Taken in its whole complex, the letter from Pope Francis seems to say that Viganò must go, and also stay.
In any case, shortly after the news of Viganò’s resignation broke on Wednesday, the go-betweens for the SpC staff and the nocturnal council calling the shots from the SpC head office at via della conciliazione #5, called a meeting for 1pm at the building that used to be the headquarters of The Thing That Used To Be Vatican Radio, Palazzo Pio. The nutshell version of their message for staffers was: this changes nothing.
Time will tell, but there are at least two reasons to believe the reform of Vatican communications will continue apace, hence that things will get worse before they ever have a chance to get better. The first is that the real problems with Vatican communications are not located in the communications organs, nor have they ever been. The real problems are in the dicasteries and woven into the fabric of Roman curial culture.

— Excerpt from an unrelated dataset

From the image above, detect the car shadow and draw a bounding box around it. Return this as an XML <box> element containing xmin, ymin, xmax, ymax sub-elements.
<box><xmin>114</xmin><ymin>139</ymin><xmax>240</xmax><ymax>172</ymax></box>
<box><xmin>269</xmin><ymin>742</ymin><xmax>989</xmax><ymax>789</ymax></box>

The dicasteries — not just the new one for communication — are stepping stones for the ranking prelates who run them, especially for those who want to trade a purple hat for a red one. Msgr. Viganò’s was a particularly garish case-in-point, not only because he wanted a red hat and did not even have a purple one to trade yet, but also — indeed, primarily — because the whole embarrassing fiasco never would have happened had he not been so eager to boost his own stock, that he was willing not only to try and get Benedict to dance for his successor, but when he couldn’t was desperate enough to try and sell a Punch and Judy show for the real thing.
Pope Francis is right when he says that what is needed is a “spirit of service” in the Curia. The thing is, he will not get that spirit, or even create the conditions in which such a spirit (should he or anyone else happen to catch it) will ever be able to become the active principle of curial work, without destroying the bureaucracy as it exists — and that will leave the whole Church without the necessary machinery of governance. I’ve said it before, and I’ll say it again: it is one thing to undertake the reform of bureaucracy, and quite another to undertake the reform of bureaucrats. Confusing the tasks leads to chaos, and so by a very much shorter route than anyone in such a confused state realizes.
To change the communications culture in the Vatican is perhaps feasible. It would, however, require creating communications staffs and budgets within each of the dicasteries. The heads of the communications staffs — ideally lay persons of long experience and significant accomplishment — would have to meet regularly and frequently with each other, and monthly with the dicastery heads all together. More importantly, the communications heads would have to be in the room, both literally and figuratively. They would need to be part of decision-making processes. They would need to have a free hand to work their work, and that would in turn require a commodity more rare and precious than gold in the Vatican: trust.
I’m sorry to say I’m not holding my breath.